A subtle issue when using Nix and Cabal for CI
Philip and I recently migrated the CI infrastructure for Futhark to GitHub Actions. We have many different CI jobs, in particular we compile Futhark in many different ways (both
Nix) and on various operating systems.
It has mostly been a good experience, but one of our jobs was being flaky. The job in question was responsible for compiling Futhark in order to run the unit tests (with
cabal test), as well as run hlint on the source code.

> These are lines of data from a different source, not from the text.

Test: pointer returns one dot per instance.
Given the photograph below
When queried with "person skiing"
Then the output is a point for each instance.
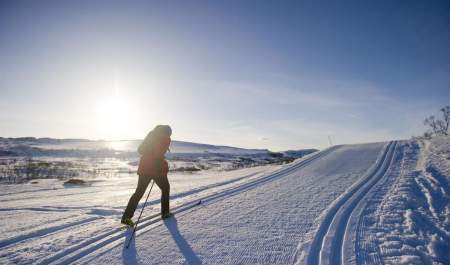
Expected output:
(152, 165)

To make it easy to use the same environment in CI and locally, we decided to use Nix to obtain the various necessary tools, such as GHC itself, cabal-install, and
hlint. Specifically, we used a shell.nix file, and then commands such as
nix-shell --pure --run 'cabal test' to run the tests. Yet sometimes
cabal test would fail with a mysterious error:
/home/runner/.cabal/store/ghc-8.10.1/happy-1.19.12-77f44f4e1b397ecd8847f7694a29d33efa016984155f1eb70f21d8ed5fbf3069/bin/happy: createProcess: runInteractiveProcess: exec: does not exist (No such file or directory)
happy is a parser generator that
cabal will automatically build if necessary, like all other build tools. It took me a while to realise that the error message is misleading: the
happy binary does exist (or else
cabal would rebuild it), but it is dynamically linked against libraries that fail to be found (incidentally, who decided it was a good idea for the dynamic linker to report the error like that? Grumble.)
So how does this happen? Well, to cut down on build times, our CI uses caching. Specifically, it caches the
~/.cabal/store directories. This means that the
happy binary we use is likely one that was built during a previous CI run. However, because we run
cabal under Nix, that
happy binary will be dynamically linked against libraries in the Nix store (located under
/nix), which we do not cache, because they are normally fetched or rebuilt by Nix on demand. The cached
happy binary therefore has a dependency on very specific libraries in the Nix store, which
cabal doesn’t know about! When the Nix store eventually changes, which it does semi-frequently, the path to the C library embedded in the
happy binary will no longer be valid, and
happy will fail to run.
How did we fix this? Not elegantly, I’m afraid: we moved
cabal test to another job, specifically one builds without Nix, instead using normal Debian packages. I’d be quite curious to see if anyone has a nice solution to this problem.
Update: Philip came up with a better solution that pins the Nixpkgs revision, and ties the
cabal cache to the specific revision.